Женщина испытывающе посмотрела ему в глаза.
— Если зазря тебя обидела, прости. Неприязнь моя от того идет, что есть среди товарищей твоих врачи, что дело свое делают с небрежением. А ведь был в старину такой врач Гиппократ, который всем врачам завещал: "Не навреди!" Все ли вы по его завету живете? Сколько людей прибегает ко мне после таких врачей! Что могу, делаю, но я не бог! Возьми хоть Любомира, парнишку, что привез меня сюда. Он же не с горбом уродился. Но сказал врач: "На все воля божья!" И оставил мальчонку калекой.
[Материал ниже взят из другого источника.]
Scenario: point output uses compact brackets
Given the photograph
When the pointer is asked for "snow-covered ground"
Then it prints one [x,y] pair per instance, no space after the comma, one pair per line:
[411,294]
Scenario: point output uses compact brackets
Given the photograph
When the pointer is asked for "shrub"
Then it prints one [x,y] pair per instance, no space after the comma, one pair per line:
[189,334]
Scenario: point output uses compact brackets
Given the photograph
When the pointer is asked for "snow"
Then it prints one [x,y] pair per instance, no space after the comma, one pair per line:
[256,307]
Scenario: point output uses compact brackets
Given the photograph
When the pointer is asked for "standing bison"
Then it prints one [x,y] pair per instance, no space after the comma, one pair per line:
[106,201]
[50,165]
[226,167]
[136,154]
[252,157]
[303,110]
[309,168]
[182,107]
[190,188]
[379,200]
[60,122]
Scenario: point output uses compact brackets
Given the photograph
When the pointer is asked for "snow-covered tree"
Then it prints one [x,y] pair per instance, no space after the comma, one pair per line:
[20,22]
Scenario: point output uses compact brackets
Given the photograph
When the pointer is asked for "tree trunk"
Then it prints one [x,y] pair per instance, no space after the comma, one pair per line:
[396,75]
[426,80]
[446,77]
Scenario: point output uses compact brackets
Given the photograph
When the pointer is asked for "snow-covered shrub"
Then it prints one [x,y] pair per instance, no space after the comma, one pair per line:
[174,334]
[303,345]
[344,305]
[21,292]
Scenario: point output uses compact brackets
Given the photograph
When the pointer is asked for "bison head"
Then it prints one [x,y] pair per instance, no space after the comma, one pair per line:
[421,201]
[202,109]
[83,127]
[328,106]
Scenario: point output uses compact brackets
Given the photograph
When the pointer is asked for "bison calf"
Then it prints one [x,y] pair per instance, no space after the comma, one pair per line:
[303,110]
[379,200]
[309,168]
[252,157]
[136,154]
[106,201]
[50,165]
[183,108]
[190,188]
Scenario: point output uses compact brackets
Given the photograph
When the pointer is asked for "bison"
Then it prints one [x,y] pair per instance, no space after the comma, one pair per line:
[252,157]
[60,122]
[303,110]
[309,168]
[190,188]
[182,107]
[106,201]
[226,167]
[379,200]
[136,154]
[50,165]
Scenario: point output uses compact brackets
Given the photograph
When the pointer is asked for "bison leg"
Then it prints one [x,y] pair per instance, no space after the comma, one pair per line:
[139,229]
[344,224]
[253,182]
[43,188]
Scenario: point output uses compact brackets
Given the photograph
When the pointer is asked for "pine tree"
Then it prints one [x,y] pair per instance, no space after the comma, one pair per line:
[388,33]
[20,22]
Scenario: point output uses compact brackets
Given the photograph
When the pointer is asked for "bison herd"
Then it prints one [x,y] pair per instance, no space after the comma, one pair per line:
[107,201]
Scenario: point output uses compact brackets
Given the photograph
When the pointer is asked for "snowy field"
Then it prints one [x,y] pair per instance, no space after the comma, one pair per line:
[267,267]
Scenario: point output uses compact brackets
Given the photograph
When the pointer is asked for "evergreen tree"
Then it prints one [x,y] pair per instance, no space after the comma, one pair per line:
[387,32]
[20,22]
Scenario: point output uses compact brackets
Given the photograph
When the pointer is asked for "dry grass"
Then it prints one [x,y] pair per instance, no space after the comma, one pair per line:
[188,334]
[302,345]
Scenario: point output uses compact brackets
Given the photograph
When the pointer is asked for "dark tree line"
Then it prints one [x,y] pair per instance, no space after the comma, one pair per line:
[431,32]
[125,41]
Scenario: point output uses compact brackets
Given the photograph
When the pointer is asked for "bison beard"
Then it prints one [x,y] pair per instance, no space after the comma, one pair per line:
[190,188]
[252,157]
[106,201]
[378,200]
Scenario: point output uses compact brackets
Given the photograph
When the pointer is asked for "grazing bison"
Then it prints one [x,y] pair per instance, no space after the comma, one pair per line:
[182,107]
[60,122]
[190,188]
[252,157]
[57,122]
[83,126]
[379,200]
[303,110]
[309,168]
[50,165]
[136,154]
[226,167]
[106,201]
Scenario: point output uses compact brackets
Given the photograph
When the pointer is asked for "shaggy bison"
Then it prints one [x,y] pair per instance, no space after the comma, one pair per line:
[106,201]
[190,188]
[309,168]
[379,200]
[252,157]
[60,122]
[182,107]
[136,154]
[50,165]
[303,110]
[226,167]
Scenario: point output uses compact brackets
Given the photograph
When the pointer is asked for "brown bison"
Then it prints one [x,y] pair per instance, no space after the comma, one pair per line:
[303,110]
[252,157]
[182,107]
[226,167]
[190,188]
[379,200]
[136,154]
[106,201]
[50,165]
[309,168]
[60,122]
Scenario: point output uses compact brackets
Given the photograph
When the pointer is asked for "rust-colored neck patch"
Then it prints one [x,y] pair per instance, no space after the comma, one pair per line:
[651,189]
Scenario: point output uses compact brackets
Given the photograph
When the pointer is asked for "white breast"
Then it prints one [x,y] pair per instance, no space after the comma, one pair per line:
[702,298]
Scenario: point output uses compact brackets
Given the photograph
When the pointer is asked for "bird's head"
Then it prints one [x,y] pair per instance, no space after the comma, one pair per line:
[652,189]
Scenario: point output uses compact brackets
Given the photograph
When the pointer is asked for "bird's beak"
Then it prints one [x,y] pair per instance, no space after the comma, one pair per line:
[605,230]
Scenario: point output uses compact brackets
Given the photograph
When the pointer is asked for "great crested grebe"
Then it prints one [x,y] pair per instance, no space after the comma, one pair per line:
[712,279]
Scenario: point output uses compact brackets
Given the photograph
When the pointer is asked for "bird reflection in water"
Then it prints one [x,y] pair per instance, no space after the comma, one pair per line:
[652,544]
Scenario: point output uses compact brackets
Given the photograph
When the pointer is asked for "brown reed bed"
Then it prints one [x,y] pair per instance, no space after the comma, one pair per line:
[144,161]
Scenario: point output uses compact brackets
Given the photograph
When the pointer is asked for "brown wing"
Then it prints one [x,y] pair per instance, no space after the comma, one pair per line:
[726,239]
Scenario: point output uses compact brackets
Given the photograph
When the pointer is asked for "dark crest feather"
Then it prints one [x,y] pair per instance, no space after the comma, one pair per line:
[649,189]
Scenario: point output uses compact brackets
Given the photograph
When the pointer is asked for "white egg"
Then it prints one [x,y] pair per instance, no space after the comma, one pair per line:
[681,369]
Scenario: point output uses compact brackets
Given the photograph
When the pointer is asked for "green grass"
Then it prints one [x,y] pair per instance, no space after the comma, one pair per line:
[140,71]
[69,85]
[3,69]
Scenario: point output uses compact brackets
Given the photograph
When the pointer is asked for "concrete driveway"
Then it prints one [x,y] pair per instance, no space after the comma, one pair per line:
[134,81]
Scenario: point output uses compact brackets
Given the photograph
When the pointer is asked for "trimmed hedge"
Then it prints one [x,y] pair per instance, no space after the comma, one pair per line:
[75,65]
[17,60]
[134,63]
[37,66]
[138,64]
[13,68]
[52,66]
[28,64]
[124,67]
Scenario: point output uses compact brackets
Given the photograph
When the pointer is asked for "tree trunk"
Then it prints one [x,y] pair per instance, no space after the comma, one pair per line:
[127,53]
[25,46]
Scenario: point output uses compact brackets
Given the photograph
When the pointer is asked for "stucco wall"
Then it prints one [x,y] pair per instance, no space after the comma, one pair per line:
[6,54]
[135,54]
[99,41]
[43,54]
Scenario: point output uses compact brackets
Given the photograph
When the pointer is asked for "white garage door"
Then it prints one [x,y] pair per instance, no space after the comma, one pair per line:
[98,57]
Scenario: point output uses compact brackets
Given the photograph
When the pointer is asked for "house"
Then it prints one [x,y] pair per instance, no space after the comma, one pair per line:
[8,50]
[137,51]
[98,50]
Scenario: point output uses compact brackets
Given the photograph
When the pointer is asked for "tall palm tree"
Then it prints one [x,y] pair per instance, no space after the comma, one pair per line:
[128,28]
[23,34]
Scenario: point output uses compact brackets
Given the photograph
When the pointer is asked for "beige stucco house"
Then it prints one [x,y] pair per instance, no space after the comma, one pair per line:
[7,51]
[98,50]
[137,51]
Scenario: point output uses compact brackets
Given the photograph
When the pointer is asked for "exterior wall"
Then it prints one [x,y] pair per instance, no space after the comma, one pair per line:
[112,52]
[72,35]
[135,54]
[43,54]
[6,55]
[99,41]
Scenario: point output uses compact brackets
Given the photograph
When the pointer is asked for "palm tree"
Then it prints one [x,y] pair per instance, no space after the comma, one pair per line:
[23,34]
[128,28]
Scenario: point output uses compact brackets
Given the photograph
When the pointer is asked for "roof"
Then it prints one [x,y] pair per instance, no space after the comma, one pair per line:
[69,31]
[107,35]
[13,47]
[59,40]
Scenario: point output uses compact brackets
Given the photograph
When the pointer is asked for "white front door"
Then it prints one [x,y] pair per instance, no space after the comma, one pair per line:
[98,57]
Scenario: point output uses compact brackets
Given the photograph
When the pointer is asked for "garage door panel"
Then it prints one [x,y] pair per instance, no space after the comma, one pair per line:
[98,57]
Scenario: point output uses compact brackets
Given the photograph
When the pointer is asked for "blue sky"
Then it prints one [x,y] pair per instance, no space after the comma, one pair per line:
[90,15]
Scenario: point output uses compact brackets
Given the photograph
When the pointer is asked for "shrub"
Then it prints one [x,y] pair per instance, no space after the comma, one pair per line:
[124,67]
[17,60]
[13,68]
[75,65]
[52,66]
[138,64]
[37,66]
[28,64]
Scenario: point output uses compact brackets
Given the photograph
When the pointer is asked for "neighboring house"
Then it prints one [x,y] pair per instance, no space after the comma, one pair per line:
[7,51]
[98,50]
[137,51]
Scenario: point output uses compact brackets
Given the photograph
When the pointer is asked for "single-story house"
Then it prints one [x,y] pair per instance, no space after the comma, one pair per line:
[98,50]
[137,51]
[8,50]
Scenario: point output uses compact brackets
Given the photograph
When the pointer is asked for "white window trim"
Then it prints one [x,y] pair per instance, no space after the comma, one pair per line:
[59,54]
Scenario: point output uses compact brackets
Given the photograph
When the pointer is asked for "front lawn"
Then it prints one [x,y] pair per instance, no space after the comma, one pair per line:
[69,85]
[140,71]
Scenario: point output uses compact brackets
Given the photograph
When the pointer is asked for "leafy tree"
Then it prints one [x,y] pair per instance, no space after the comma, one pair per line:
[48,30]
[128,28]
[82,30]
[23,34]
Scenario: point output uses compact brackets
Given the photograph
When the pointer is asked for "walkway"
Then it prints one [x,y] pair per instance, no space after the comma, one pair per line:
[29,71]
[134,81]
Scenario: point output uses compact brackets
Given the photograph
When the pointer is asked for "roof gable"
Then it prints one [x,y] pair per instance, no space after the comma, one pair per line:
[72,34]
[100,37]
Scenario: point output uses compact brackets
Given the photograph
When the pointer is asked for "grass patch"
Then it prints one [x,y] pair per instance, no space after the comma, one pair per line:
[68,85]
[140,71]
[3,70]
А мы, русские, говорим: "Бог, бог, да сам не будь плох!"
— Горячая ты женщина, — улыбнулся врач. — Уже и седина в косах блестит, а сердце — точно у молоденькой девочки. Может, пойдешь за меня замуж?
— Подумаю, — тоже посмеялась Прозора и опять не успела договорить, как из княжеских палат выскочил Любомир.
— Там! — кричал он. — Там!
— Случилось что? — обеспокоилась знахарка.
— Князь глаза открыл и говорит Лозе: "Я бы щец горячих похлебал!"
— Фу ты! — перекрестилась Прозора. — Чего ж ему щей не просить, коли он на поправку пошел? Поварешке передай, пусть для князя еду пока полегче готовит, слишком долго постился.
— Ты не обманула, женщина, — с уважением проговорил Арсений и с горечью добавил: — Что ты обо мне подумаешь? Что скажут люди?
— Я подумаю, что ты высокомерен, — медленно начала Прозора и, видя, как нахмурилось его чело, улыбнулась. — А ещё подумаю, что ты искусный врач. Рана-то у князя не из легких была, мало кто от таких ран излечивать умеет. А ты, видишь, справился. Еще могу сказать: те, которых ты лечишь, ко мне не приходят. Теперь, благодаря тебе, я к арамеям стану со вниманием относиться. Не все из них, выходит, гонор прежде умения держат…
Арсений оказался человеком выдержанным. На её слова вроде никак не отозвался, лишь в глазах веселые искорки зажглись.
— Хоть, по-твоему, я и не уделяю внимания душе больного, но кое-что в людях все же подмечаю. Тот человек — бывший воспитатель князя — тебе не посторонний?
— Может, лечила когда-то, разве всех упомнишь? — равнодушно бросила Прозора.
— Тогда почему ты не захотела с ним поговорить?
— Этот человек — Лоза его кличут — много лет по своей погибшей жене тоскует. От таких болезней у меня снадобья нет. Чего зря ему душу травить?.. А насчет тебя, арамеин, я и вовсе не права оказалась. Лечишь ты души людские, но, похоже, больше женские, а?
— Задел я тебя, значит, раз огрызаешься, — развеселился Арсений. — Я и не ждал, что ты мне свою тайну поведаешь. А то, что она есть, это мне и без лекарских знаний видно. Не бойся, не стану я у тебя в душе копаться. Не хочешь — не говори… Ты к князю пойдешь?